The spelling of the term "free variable" is relatively straightforward. In IPA phonetic transcription, it would be pronounced as [friː ˈvɛr.i.ə.bəl]. The first syllable is pronounced as "free" with a long "e" sound followed by a short "i" sound. The second syllable is pronounced with an "uh" sound and the final syllable with a short "a" sound. The term is commonly used in mathematics and logic to refer to a variable that is not bound by a quantifier, meaning it is not restricted to a certain range of values.
A free variable is a term used in mathematics and computer science to describe a variable that does not have a fixed value within a specific context. It is a variable that is not bound or restricted by any equations, conditions, or constraints, and can take on any value within a given range.
In mathematics, a free variable typically appears in an equation or formula alongside other variables, which are often referred to as bound variables. While bound variables are assigned specific values that satisfy the given conditions, a free variable remains undetermined and can be assigned various values that satisfy the equation. Free variables are often used in solving systems of linear equations or while finding solutions to equations with multiple variables.
In computer science, a free variable refers to a variable that is used inside a function but is not declared or defined within that function. It is a variable that is accessible within a particular scope, typically defined outside the scope of the function. The function can access and manipulate the value of the free variable, but it cannot modify or redefine it. Free variables are commonly used in closures, where they capture the local state of their defining environment.
Overall, the concept of a free variable encompasses the notion of a variable that is not bound or constrained, allowing it to range freely within certain limits or contexts.

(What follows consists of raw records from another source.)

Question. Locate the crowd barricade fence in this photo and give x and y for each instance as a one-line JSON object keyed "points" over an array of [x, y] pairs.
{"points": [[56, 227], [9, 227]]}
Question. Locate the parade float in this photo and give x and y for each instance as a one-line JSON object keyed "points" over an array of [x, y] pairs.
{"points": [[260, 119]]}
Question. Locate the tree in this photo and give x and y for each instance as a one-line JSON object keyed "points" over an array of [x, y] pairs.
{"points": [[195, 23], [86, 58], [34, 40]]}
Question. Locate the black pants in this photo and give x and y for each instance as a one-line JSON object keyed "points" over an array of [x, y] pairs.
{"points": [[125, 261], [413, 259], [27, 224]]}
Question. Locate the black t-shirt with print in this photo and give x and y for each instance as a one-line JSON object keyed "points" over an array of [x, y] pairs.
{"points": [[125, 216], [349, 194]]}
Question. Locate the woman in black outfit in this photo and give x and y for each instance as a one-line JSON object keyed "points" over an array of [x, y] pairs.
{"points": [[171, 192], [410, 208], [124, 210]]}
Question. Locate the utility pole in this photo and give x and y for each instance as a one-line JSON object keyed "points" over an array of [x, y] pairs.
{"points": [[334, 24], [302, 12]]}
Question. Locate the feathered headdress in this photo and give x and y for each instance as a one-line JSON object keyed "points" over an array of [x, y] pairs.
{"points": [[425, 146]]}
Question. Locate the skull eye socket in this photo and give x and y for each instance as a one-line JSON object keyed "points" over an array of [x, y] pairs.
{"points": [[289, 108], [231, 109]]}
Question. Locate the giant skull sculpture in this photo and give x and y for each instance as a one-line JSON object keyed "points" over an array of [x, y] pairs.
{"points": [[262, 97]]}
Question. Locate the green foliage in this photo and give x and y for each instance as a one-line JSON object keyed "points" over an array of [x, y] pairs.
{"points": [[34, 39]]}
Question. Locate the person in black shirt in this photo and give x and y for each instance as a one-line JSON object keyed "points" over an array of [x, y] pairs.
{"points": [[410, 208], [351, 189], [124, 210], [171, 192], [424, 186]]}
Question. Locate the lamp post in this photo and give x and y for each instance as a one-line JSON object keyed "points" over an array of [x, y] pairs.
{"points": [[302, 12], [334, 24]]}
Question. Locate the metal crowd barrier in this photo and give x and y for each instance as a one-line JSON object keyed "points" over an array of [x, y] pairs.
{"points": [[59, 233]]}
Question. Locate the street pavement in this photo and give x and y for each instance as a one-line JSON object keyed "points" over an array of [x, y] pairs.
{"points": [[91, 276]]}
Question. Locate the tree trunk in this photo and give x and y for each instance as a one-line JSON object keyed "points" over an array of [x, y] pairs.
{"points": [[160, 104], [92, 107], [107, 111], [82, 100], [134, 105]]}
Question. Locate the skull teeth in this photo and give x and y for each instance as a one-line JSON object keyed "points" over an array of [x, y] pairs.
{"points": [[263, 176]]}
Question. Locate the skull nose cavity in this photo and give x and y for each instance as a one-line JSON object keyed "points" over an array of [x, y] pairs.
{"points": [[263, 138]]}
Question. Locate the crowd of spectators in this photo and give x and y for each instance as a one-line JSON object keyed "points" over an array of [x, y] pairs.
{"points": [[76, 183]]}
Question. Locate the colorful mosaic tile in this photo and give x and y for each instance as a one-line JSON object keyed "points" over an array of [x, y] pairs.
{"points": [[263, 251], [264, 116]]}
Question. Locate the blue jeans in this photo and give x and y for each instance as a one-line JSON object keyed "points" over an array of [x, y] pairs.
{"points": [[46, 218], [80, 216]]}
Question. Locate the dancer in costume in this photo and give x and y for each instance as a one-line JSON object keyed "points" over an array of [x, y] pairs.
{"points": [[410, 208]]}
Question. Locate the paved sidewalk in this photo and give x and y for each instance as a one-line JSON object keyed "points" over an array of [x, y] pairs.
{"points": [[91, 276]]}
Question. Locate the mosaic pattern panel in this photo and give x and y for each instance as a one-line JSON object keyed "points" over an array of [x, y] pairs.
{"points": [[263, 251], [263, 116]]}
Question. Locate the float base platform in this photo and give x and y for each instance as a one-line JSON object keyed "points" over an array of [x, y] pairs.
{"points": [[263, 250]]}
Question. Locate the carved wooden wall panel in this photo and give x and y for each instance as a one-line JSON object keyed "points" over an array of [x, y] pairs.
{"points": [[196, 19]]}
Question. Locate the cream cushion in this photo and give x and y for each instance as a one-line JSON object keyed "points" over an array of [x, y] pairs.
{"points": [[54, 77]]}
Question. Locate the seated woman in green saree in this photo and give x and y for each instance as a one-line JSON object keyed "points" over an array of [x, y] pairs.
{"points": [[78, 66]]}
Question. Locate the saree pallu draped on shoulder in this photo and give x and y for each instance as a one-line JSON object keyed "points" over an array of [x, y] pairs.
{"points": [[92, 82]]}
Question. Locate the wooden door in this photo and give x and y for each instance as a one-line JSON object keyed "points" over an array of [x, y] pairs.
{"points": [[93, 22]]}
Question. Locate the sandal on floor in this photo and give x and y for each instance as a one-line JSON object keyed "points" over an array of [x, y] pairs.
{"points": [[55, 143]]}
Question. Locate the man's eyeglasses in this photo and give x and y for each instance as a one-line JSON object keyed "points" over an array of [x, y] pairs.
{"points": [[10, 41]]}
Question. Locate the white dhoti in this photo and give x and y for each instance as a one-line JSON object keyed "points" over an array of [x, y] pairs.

The term "free variable" originates from the field of mathematical logic and computer science. The word "variable" has its roots in Latin, derived from "variabilis", meaning "changeable", which ultimately comes from the verb "variare", meaning "to vary".
In logic and mathematics, a variable typically represents an unknown value or an element that can take different values. The term "free" in this context means that the variable is not bound or constrained by any specific condition or quantifier.
The concept of "free variables" was introduced by logician and mathematician Augustus De Morgan in the mid-19th century, as he developed the formal system of first-order logic. The distinction between free and bound variables is fundamental in logic, as it helps determine the scope of quantifiers and the validity of logical statements.